Reliable sources have told the Irish Examiner that the ESB’s failure to proceed with a bid for the group early last month was because Communications Minister Noel Dempsey was unconvinced that the deal made sense.
It was alleged the minister failed to understand the dynamics of the ESB bid and the proposal never even got to the board for consideration.
From the start the ESB were under pressure from both sides because Viridian and its board favoured the Bahrain deal while its own minister was unconvinced.
Intervention by Ulster Unionist Party leader Reg Empey added an obstacle to the ESB’s attempts to buy the business when he called on the British Government to block any moves on the company from whatever source.
ESB was prepared to pay €3.1 billion for Viridian, which is what the Bahrain venture capital group ultimately paid. Its original offer was €2.4bn.
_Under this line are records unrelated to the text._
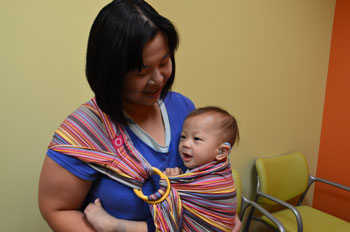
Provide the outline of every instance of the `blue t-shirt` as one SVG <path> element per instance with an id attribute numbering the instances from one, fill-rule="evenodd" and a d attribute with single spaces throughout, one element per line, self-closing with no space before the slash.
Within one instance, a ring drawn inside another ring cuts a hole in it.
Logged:
<path id="1" fill-rule="evenodd" d="M 190 99 L 175 92 L 170 92 L 165 97 L 164 105 L 168 114 L 171 131 L 171 140 L 167 152 L 154 150 L 148 144 L 144 143 L 130 128 L 127 127 L 126 129 L 135 148 L 153 167 L 161 171 L 164 171 L 167 167 L 181 167 L 185 170 L 179 156 L 178 144 L 183 121 L 195 109 L 195 106 Z M 100 198 L 104 209 L 112 216 L 119 219 L 146 221 L 148 230 L 155 231 L 148 204 L 138 198 L 131 188 L 110 179 L 86 163 L 71 156 L 52 150 L 49 150 L 47 155 L 74 175 L 84 180 L 93 181 L 82 209 L 96 198 Z M 157 191 L 157 178 L 152 179 L 153 181 L 149 180 L 144 184 L 142 189 L 144 194 L 149 195 Z"/>

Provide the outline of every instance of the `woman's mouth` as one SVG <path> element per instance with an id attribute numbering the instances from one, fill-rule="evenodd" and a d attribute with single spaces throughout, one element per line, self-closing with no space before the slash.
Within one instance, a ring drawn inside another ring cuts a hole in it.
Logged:
<path id="1" fill-rule="evenodd" d="M 160 96 L 160 93 L 162 92 L 162 88 L 152 90 L 152 91 L 146 91 L 145 95 L 151 98 L 157 98 Z"/>

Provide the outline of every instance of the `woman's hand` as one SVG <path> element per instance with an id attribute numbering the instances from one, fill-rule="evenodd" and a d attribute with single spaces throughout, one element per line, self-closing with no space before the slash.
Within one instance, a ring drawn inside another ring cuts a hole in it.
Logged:
<path id="1" fill-rule="evenodd" d="M 239 220 L 239 217 L 236 214 L 235 227 L 233 227 L 232 232 L 239 232 L 239 231 L 241 231 L 241 226 L 242 226 L 242 222 L 241 222 L 241 220 Z"/>

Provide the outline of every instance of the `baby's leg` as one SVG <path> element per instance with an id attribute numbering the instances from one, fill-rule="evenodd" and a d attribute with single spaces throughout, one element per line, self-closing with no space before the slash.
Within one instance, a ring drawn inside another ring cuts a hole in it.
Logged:
<path id="1" fill-rule="evenodd" d="M 118 219 L 109 215 L 101 205 L 100 199 L 90 203 L 84 210 L 86 218 L 98 232 L 113 232 L 118 229 Z"/>

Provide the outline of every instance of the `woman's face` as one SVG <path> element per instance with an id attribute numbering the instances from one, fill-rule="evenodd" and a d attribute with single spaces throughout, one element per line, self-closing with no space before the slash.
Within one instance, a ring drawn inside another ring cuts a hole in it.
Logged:
<path id="1" fill-rule="evenodd" d="M 160 98 L 165 83 L 172 73 L 168 43 L 162 33 L 145 44 L 144 68 L 126 75 L 123 86 L 123 107 L 152 106 Z"/>

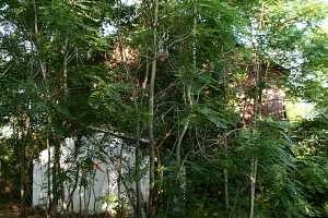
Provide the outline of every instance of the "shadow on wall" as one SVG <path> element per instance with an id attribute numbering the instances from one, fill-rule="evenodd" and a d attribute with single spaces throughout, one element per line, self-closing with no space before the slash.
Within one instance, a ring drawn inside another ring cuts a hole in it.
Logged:
<path id="1" fill-rule="evenodd" d="M 50 167 L 52 167 L 54 148 L 50 148 Z M 33 206 L 46 208 L 48 198 L 52 198 L 52 179 L 48 174 L 48 150 L 39 154 L 34 161 L 33 170 Z M 148 166 L 143 158 L 142 171 Z M 61 148 L 59 178 L 63 193 L 59 202 L 59 210 L 85 214 L 115 214 L 124 203 L 127 211 L 132 211 L 134 190 L 134 147 L 121 140 L 107 137 L 103 133 L 81 140 L 66 138 Z M 50 186 L 48 185 L 50 178 Z M 141 178 L 143 199 L 148 198 L 148 174 Z M 49 187 L 48 187 L 49 186 Z M 50 191 L 50 196 L 48 196 Z"/>

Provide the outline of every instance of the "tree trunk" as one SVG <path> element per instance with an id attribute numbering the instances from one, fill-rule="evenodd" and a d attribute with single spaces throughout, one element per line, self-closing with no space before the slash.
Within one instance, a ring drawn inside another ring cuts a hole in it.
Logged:
<path id="1" fill-rule="evenodd" d="M 157 16 L 159 0 L 153 0 L 153 60 L 151 68 L 150 99 L 149 99 L 149 136 L 150 136 L 150 190 L 149 190 L 149 217 L 155 217 L 155 136 L 154 136 L 154 96 L 156 78 L 156 59 L 157 59 Z"/>

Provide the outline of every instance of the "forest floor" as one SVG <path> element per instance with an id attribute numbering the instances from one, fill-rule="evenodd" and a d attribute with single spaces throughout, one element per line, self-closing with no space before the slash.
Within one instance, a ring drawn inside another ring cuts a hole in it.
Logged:
<path id="1" fill-rule="evenodd" d="M 23 217 L 20 216 L 20 205 L 16 203 L 7 203 L 0 205 L 0 218 L 19 218 Z M 26 207 L 26 216 L 25 218 L 45 218 L 46 211 L 45 210 L 35 210 L 33 207 L 27 206 Z M 57 216 L 58 218 L 61 218 L 62 216 Z M 78 218 L 81 217 L 80 215 L 70 215 L 71 218 Z M 83 216 L 86 217 L 86 216 Z M 96 215 L 96 216 L 87 216 L 87 218 L 110 218 L 112 216 L 108 215 Z"/>

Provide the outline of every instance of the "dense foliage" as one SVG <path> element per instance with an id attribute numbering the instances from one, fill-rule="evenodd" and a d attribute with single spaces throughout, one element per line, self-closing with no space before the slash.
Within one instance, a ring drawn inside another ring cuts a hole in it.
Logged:
<path id="1" fill-rule="evenodd" d="M 92 177 L 92 149 L 106 150 L 80 143 L 90 157 L 63 171 L 65 138 L 102 131 L 136 149 L 122 180 L 136 183 L 138 218 L 328 217 L 325 1 L 11 0 L 0 11 L 0 186 L 12 189 L 0 204 L 24 210 L 33 160 L 54 147 L 56 217 L 60 184 L 78 168 Z M 270 90 L 314 114 L 268 112 Z"/>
If the ESB had received the go-ahead a takeover of Viridian would have created a powerful all-island energy company.
A move by the ESB to take over Viridian would have given it control of the main supplier of electricity in the North, with close to 800,000 customers.
In the Republic, Viridian operates the Huntstown power station in north Dublin and is building a second power station on the same site.
The ESB is the dominant force in the Republic, controlling 60% of power generation. It also owns the Coolkeragh plant in the North.
There are plans as part of energy policy to develop interconnection between the markets on either side of the Border.
The ESB had a turnover last year of €2.7bn with pre-tax profits of €240m. Viridian’s turnover was £976m (€1.4bn) and profits of £129m (€193m).
About one-third of its total revenue comes from the Republic.
Viridian was formed in 1998, following the privatisation of Northern Ireland Electricity five years earlier.